Margaret Atwood has said she included nothing in The Handmaid's Tale that hadn't already happened somewhere in recorded history. Every law, every ritual, every punishment. She pulled from real theocracies, real wartime policies, real things governments had done to women's bodies. That constraint is the reason the book has lasted.
The chosen one trope works in YA dystopia because teenagers genuinely feel like the world is wrong and they might be the only ones who've noticed. That's a developmental stage, not a delusion. For adult readers, though, the trope tends to flatten. Real systems don't have a single pressure point you can hit with an arrow.
The villain in the best dystopian fiction is almost never a person. It's a system. A bureaucracy. A set of rules that everyone follows because everyone else is following them. Orwell understood this. Big Brother might not even exist as a real individual. The Party is the villain, and the Party is made up of people who are also, in their own way, trapped by it.
Octavia Butler wrote Parable of the Sower in 1993 and set it in 2024. Drought-ravaged California. Gated communities. Corporate towns where you work for shelter and the debt never goes down. Readers who picked up the book in 2024 found the predictions uncomfortable in a way that goes beyond coincidence. Butler wasn't guessing. She was paying attention to trajectories.
Dystopian fiction surges during political uncertainty. After 9/11, after the 2016 election, during the pandemic. 1984 sold out on Amazon in January 2017. When people feel like the ground is shifting, they want a story that takes the shift to its endpoint.
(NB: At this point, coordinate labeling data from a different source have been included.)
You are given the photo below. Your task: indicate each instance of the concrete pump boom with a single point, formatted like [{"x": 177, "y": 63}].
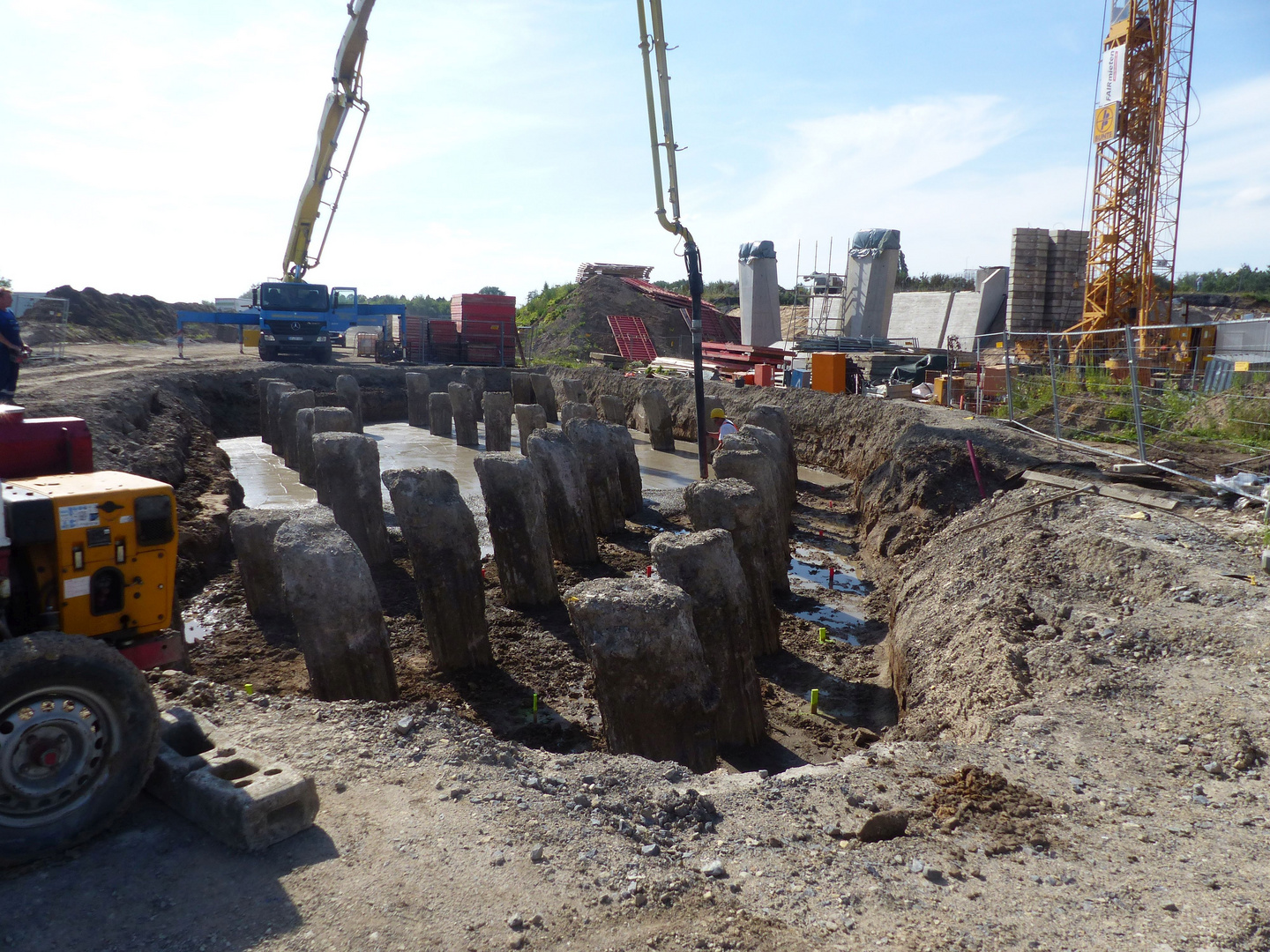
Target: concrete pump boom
[{"x": 344, "y": 97}]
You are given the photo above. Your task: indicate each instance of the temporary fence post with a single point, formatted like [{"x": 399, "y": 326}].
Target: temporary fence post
[
  {"x": 1137, "y": 397},
  {"x": 1010, "y": 386},
  {"x": 1053, "y": 385}
]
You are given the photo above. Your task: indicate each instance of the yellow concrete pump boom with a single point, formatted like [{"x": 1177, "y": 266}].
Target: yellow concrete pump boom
[{"x": 346, "y": 97}]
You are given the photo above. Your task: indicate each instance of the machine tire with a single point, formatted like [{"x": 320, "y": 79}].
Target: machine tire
[{"x": 77, "y": 695}]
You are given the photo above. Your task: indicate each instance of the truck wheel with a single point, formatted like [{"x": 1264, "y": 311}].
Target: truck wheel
[{"x": 79, "y": 733}]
They want to see the worst version so they can measure the distance between here and there.
Anthony Burgess invented an entire slang language for A Clockwork Orange. Alex describes terrible acts in Nadsat, a mix of Russian and Cockney rhyming slang that Burgess built from scratch because he was a linguist who couldn't help himself. The effect is that you process the horror at a slight delay. You're decoding the language while the violence happens, and by the time you understand what you just read, the scene is over and you're complicit in a strange way.
I'm not sure whether the love interest trope helps or hurts dystopian fiction. In The Hunger Games, the love triangle gives Katniss something private in a world that's taken everything public, and that works. In a lot of other dystopian novels, the romance feels like it was bolted on because the publisher wanted a wider audience. You can usually tell the difference by whether the relationship changes the protagonist's understanding of the world or just gives them someone to kiss between chase scenes.
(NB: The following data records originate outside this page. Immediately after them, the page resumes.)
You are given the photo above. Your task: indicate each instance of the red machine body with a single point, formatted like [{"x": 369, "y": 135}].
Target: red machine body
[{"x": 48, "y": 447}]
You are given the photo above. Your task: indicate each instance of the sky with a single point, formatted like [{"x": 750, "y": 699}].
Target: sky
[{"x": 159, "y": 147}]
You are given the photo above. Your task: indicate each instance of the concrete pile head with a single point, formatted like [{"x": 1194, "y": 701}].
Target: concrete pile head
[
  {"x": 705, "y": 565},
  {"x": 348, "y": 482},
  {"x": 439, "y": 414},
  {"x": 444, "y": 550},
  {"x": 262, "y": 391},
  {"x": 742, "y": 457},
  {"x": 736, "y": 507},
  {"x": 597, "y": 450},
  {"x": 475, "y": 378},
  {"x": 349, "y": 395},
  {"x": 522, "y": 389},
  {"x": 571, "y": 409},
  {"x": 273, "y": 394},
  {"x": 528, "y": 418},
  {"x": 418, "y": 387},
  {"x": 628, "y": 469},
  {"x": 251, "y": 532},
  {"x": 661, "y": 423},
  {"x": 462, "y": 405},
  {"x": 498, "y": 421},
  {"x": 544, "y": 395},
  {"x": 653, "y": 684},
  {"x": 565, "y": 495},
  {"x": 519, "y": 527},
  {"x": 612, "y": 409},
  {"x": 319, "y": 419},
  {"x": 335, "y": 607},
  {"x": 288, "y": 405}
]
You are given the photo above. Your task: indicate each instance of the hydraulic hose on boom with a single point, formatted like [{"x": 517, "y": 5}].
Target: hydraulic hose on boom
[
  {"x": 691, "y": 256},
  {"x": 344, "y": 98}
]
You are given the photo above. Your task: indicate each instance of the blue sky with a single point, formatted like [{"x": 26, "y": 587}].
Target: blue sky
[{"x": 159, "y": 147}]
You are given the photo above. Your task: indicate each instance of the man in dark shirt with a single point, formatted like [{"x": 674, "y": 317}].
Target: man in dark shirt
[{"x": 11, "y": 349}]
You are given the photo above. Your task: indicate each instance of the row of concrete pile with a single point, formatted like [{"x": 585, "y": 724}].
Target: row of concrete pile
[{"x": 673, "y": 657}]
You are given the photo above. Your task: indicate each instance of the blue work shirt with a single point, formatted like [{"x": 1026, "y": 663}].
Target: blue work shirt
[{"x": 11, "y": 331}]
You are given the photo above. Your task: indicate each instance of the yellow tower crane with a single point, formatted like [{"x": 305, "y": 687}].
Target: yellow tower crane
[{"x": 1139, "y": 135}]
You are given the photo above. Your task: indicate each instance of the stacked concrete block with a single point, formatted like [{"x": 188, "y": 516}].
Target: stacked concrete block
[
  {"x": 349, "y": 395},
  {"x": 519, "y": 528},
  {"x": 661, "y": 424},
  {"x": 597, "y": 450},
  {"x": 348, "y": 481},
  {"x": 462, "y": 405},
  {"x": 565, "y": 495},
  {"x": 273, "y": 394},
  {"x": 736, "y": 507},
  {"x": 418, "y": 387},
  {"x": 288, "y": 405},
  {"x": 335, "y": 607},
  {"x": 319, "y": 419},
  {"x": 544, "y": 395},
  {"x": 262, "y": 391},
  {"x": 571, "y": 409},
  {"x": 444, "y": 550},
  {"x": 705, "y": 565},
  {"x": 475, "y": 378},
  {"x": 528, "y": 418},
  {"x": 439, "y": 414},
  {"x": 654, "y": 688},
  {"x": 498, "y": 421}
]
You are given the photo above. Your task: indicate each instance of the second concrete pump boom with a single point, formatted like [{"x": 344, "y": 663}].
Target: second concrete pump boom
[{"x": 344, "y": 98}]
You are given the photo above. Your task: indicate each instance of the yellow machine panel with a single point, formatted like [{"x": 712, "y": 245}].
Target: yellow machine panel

Atwood insists on calling her work "speculative fiction" and not "science fiction." The distinction matters to her because science fiction, in her definition, includes things that can't actually happen. Talking squids in space, she once said. Speculative fiction takes what already exists and asks: what if this continued? What if this got worse? Whether you agree with the taxonomy or not, the underlying principle is useful for any writer building a dystopia. The best ones feel like extensions of Tuesday, not inventions from scratch.
The resistance movement is a dystopian trope that reveals a lot about the author's politics. In some novels the resistance is purely heroic. In others, the resistance is morally complicated, violent, factional, willing to sacrifice individuals for the cause. People fighting a corrupt system tend to absorb some of that corruption. The best dystopias acknowledge this.